Potential Topics - b-it-center

Data Science & Language Technologies Group

Potential Topics 2025

Here is a list of possible topics to write a Master thesis under the supervision of researchers of Data Science and Language Technologies Group.

Indoctrination detection: Exploring Children's and Educational Books and Narrative Influence in Geo-Political Contexts

This research direction offers a comprehensive exploration of the influence of educational and children's books on shaping ideologies and attitudes, with potential implications for geo-political contexts. The findings may shed light on the power of narratives in molding perceptions and beliefs, which is crucial in understanding historical and contemporary socio-political dynamics. The work may involve the following: 1) Data Augmentation and Model Evaluation; 2) Topic modeling, Narrative Comparisons, and framing analysis to explore the similarities and differences in their framing, themes, and ideologies; 3) Sentiment Analysis and Aspect-Based Sentiment; 3) Indoctrination detection.
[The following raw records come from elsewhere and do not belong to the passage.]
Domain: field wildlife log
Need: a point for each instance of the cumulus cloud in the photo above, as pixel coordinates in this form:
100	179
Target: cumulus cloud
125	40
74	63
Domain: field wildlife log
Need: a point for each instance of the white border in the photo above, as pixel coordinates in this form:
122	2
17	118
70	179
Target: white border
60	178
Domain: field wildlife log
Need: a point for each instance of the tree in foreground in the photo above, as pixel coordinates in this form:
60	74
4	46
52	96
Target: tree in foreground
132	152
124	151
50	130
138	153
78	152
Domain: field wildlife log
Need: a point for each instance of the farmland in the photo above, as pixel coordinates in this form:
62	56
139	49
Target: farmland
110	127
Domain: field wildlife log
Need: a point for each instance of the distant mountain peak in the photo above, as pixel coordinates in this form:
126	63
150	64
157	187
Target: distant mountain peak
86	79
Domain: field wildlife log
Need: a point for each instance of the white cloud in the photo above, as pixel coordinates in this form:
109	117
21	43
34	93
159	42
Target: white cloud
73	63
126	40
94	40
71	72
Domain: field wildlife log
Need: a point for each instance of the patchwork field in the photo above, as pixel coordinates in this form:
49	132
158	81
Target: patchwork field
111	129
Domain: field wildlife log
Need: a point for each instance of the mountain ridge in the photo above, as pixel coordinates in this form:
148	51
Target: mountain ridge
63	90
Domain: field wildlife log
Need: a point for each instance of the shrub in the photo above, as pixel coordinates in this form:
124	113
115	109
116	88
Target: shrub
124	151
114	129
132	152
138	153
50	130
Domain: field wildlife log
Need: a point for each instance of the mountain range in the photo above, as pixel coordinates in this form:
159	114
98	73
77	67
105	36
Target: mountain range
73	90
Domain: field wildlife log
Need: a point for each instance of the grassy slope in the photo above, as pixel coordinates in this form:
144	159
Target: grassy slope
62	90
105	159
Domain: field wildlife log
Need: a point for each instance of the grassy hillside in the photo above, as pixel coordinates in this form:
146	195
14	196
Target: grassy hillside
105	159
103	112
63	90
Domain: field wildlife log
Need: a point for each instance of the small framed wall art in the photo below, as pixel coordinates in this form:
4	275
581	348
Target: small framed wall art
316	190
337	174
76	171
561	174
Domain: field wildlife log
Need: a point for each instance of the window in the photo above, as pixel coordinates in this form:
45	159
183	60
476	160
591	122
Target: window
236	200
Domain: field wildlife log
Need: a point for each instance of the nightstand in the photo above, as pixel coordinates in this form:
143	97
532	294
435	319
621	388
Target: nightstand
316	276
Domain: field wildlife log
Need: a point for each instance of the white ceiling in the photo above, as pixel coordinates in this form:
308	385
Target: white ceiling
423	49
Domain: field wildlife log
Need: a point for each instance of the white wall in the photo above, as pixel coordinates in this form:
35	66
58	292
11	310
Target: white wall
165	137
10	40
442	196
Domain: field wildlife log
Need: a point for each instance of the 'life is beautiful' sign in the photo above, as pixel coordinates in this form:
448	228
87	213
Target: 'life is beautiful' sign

Value-alignment for AI Agents

In contrast to chatbots, agents are AI models that can interact with and influence the world by taking actions and by interacting with humans or other agents. Given their increased impact, it becomes even more important that these AI models are properly aligned to human values [3]. In this master thesis, we will explore if techniques for instilling values and morality in LLM agents in a controlled environment [2, 4] causes them to behave more safely in realistic social scenarios [1]].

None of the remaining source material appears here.